Prediction Models for General Medical Patients with Infection (Infection Models)
| Characteristic | CHARM24 | PIRO24 | CURB-6524 | MEDS24 | SIRS24 | Modified Elixhauser Index25 | UVA20 |
|---|---|---|---|---|---|---|---|
| Purpose of analysis | Model development/internal validation | External validation/model comparison | External validation/model comparison | External validation/model comparison | External validation/model comparison | External validation | Model development/internal validation |
| Timing of predictor assessment | On admission | On admission | On admission | On admission | On admission | At diagnosis of comorbidity (ICD-9) | On admission |
| Number of candidate predictors | 62 | Not applicable | Not applicable | Not applicable | Not applicable | Not applicable | 13 |
| Predictors in final model (no.) | Absence of chills, anemia, hypothermia, malignancy, RDW (5) |
Age, bands >5%, BUN, COPD, HR, lactate, liver disease, malignancy, nursing home residence, other infection, platelet count, pneumonia, respiratory failure/hypoxemia, RR, SBP, skin/soft tissue infection (16)* | Age, BUN, confusion, RR, SBP or DBP (5)* | Age, altered mental status, bands >5%, lower respiratory tract infections, nursing home resident, platelet count, respiratory disease, septic shock, terminal disease (9)* | HR, RR or PaCO2, temperature, WBC count or bands >10% (4)* | Age, coagulopathy, congestive heart failure, fluid and electrolyte disorders, gender, ischemic heart disease, liver disease, lymphoma, metastatic cancer, other neurological disorders, renal failure, solid tumor without metastasis, weight loss (13) | HIV serostatus, HR, level of consciousness (GCS), RR, SBP, SpO2, temperature (7) |
| Method for handling missing data | Variables with more than 5% missing values were not considered candidate predictors | Not applicable | Not applicable | Not applicable | Not applicable | Not provided | k-nearest neighbors imputation† |
| Method for prediction model development | Logistic regression | Not applicable | Not applicable | Not applicable | Not applicable | Not applicable | Logistic regression; decision trees and linear regression |
| Method for selection of predictors during multivariable analysis | AIC | Not applicable | Not applicable | Not applicable | Not applicable | Not applicable | BIC |
| Calibration method (result) | Calibration plot and Hosmer-Lemeshow test (P = .42) | None | None | None | None | None | None |
| AUC value§ | Development: 0.77 (0.75-0.79); Validation: 0.76 (0.75-0.77) | 0.74 (0.72-0.77) | 0.68 (0.65-0.70) | 0.67 (0.64-0.69) | 0.58 (0.56-0.61) | 0.72 (0.71-0.74) | 0.75 (0.72-0.77) |
| Type of validation | Internal | External | External | External | External | External | Internal |
| Method of validation | Temporal data split | Different time, area, and investigators | Different time, area, and investigators | Different time, area, and investigators | Different time, area, and investigators | Different time and area | 10-Fold cross-validation |
Predictors of PIRO, CURB-65, MEDS, SIRS were extracted from references in Chen (2017).24
Variables with more than 50% missing values were excluded.
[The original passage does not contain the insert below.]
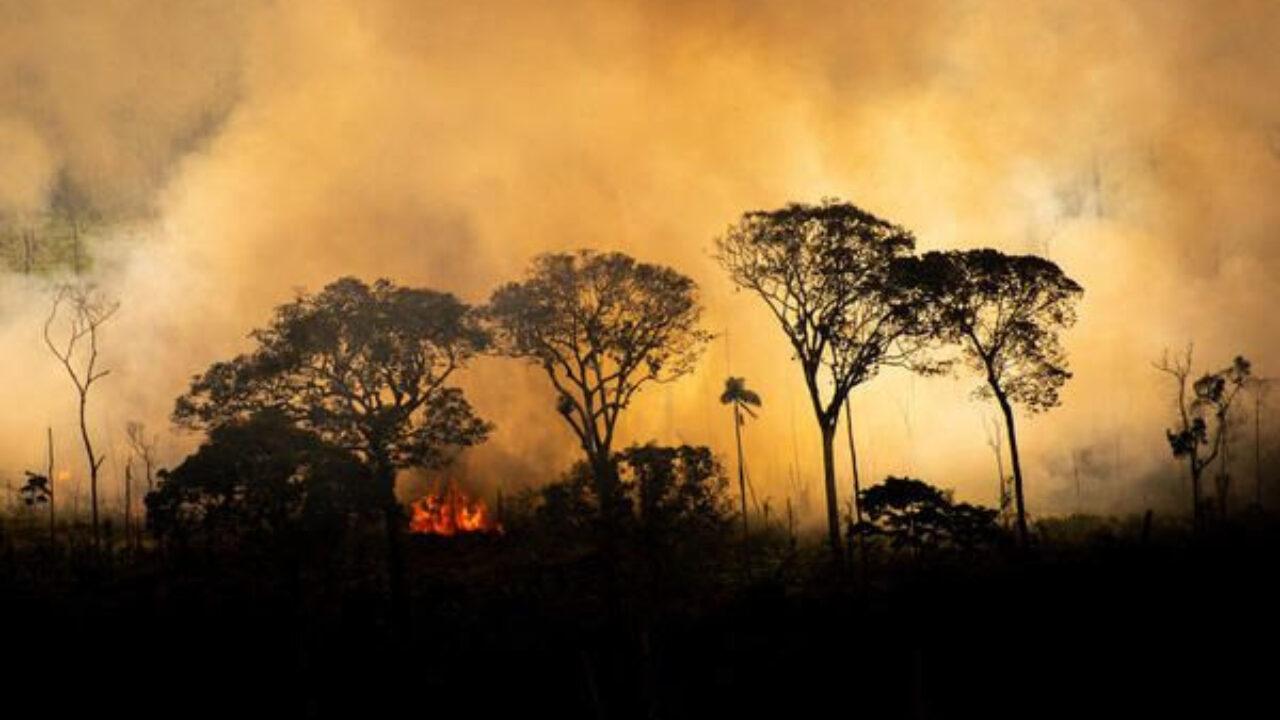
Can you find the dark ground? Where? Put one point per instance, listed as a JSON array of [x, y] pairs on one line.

Hospital mortality and HIV serostatus were not imputed.
Rounded to 2 decimal places.
Abbreviations listed in Supplemental Table 13 (available online).
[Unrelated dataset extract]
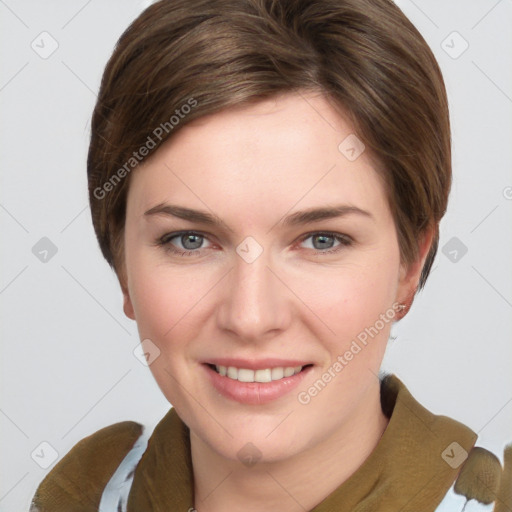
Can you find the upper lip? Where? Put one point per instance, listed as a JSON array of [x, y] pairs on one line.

Quality and Applicability Assessment
Based on PROBAST criteria, all general models had an overall high risk of bias (Supplemental Figure 1A, available online). All general models had low risk of bias for the Participant domain, indicating the appropriateness of the populations for our study. For the Predictors domain, 4 of 10 general models had a low risk of bias. Common reasons for high risk of bias were the timing of predictor measurement and availability of predictors on admission, in particular for models requiring laboratory data19,20,22,23 or ICD codes18,21, 22, 23 (Supplemental Table 10, available online). For the Outcomes domain, 5 of 10 general models had an unclear risk of bias, attributed to unclear duration from predictor measurement to hospital mortality. All general models had high risk of bias for the Analysis domain because none of the studies reported both model calibration and discrimination. MEWS,20 qSOFA,20 NEWS,19 and the model by Soffer (2020)23 had low concern for applicability to predict hospital mortality for all general medical patients (Supplemental Figure 1C, available online).
All infection models had an overall high risk of bias and a low risk of bias for the Participant domain (Supplemental Figure 1B and Supplemental Table 10, available online). For the Predictors domain, 5 of 7 infection models had low risk of bias. For the Outcomes domain, all infection models, except for the UVA score,20 had low risk of bias. All infection models had a high risk of bias for the Analysis domain. Only the CHARM score24 provided sufficient information on model calibration and discrimination and appropriately used univariate models to select predictors (Table 3). CHARM,24 PIRO,24 CURB-65,24 MEDS,24 and SIRS24 scores had low concern for applicability as hospital mortality predictors for patients with infection in the medical ward (Supplemental Figure 1D, available online).
Discussion
In this systematic review of 8 studies on 280,793 patients from 10 countries, we identified 15 risk prediction models for hospital mortality in general medical patients. Of these models, 5 were novel, 2 were adapted, and 8 were external validation of preexisting models. For general models, NEWS and the model by Soffer (2020) had an optimal balance of discrimination, bias, and applicability. For infection models, the CHARM and PIRO scores had an optimal balance. Overall, there was sparse data on risk prediction and the available models had a high risk of bias attributed, in part, to suboptimal calibration and handling of missing values. The novel models had higher discrimination compared to the adapted and validated models. To our knowledge, there is no comparable synthesis of studies on risk prediction models, and our findings identify the need for studies on risk prediction models for hospital mortality in general medical patients.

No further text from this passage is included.